REVISTA
ROCK TERCER MUNDO - 04/2000
¡BANG! ¡BANG! ¡ESTÁS ILUSTRADO! Rocambole,
el artista plástico que vistió a la generación
ricotera con sus dibujos, sostiene que el eje de la animación
mundial pasa por Japón y que pronto será difícil
diferenciar la imagen real de la digital.
Rocambole
se tuvo que hacer aliado de un teléfono celular. El pronóstico
del tiempo no lo dijo pero sí dijo que el huracán
Patricio se venía con todo hacia River. Entonces, el hombre
que le pintó la cara a los discos de Patricio Rey y sus Redonditos
de ricota y que vistió sin quererlo a generaciones ricoteras,
tuvo que poner manos y cerebro a la obra. No estaba escrito
en ningún lado, pero los shows en River requerían
de cierto marco, más allá de los estandartes que pueden
aportar las bandas.
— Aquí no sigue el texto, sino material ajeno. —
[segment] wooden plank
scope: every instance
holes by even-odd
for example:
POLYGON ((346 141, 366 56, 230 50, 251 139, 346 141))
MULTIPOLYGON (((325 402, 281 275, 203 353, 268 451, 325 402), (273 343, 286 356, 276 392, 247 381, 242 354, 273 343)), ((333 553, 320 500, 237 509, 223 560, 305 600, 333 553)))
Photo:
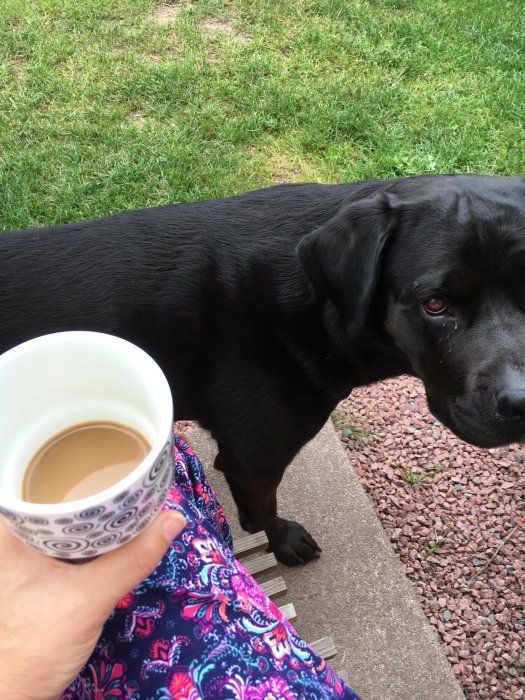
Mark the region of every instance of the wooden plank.
POLYGON ((297 613, 295 612, 294 604, 287 603, 286 605, 280 605, 279 610, 285 616, 287 620, 297 620, 297 613))
POLYGON ((277 598, 277 596, 286 593, 287 590, 286 583, 282 576, 277 576, 269 581, 263 581, 259 585, 270 598, 277 598))
POLYGON ((323 659, 331 659, 337 654, 335 643, 332 637, 323 637, 310 644, 312 649, 323 659))
POLYGON ((253 535, 241 537, 233 543, 233 553, 236 557, 246 556, 254 552, 260 552, 261 549, 268 547, 268 538, 264 530, 262 532, 254 532, 253 535))
POLYGON ((277 559, 272 553, 262 554, 260 557, 243 562, 242 565, 249 574, 257 576, 257 574, 270 573, 270 571, 277 568, 277 559))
Y este señor Ricardo Cohen - alter
ego del ilustrador/videasta/diseñador/docente/artista plástico/compositor-
fue el encargado de las proyecciones fílmicas sobre el escenario
detrás de la banda, al igual que en el estacionamiento del
Último Bondi en Racing.
El
Mono Cohen hizo un tajo en su agenda y busca una silla para estar
cómodo. Es difícil imaginar donde está porque
borra todos sus rastros:
"Tengo varios refugios en el centro de La Plata, y por los
alrededores. Ahora estoy en City Bell" desliza. Hombre de la logia del perfil
bajo desde La Cofradía de La Flor Solar, aquella unión
de preceptos hippies que chocó con la fuerza de los hermanos
Beilinson, Carlos Solari y el germen de Los Redondos. De ahí
viene el nombre de Rocambole:
"Era la
marca de unas remeras que hacía. Aerografías, estampados.
Paisajes y estrellas." Desde los 70, ha sido el biógrafo
visual de la Banda de las bandas.
¿Qué
implica tanto tiempo juntos: libertad total o más interdependencia?
"Bueno,
con los Redondos nos conocemos desde hace mucho. No necesitamos
explicarnos nada. Me entero de qué es lo que están
haciendo ellos y empiezo a laburar. Después tenemos una reunión
donde todos tiran ideas. Y en los últimos momentos me mando
solo. Sus canciones son muy evocadoras y la poesía suscita
muchas imágenes".
Para el Último
Bondi, en el que los Redondos se fueron poniendo tecnos, el ilustrador
no perdió el rumbo: "La tapa puede ser algo como
de Submarino amarillo de Los Beatles... No sé, también
hay mucho de 20000 legüas de viaje submarino".
¿Cómo
te llevás, desde tu actividad de ilustrador, con las computadoras?
Es un ítem
nuevo para mi trabajo. Una herramienta a la que tuve que acudir
ahora. Los tiempos cambiaron y ya no puedo ir a una editorial sin
un zip o un diskette. Así y todo, me encanta.
¿Cuántos
años tenés? "El secreto de mi edad está oculto,
enterrado en una tumba europea, cerca de Transilvania,sí.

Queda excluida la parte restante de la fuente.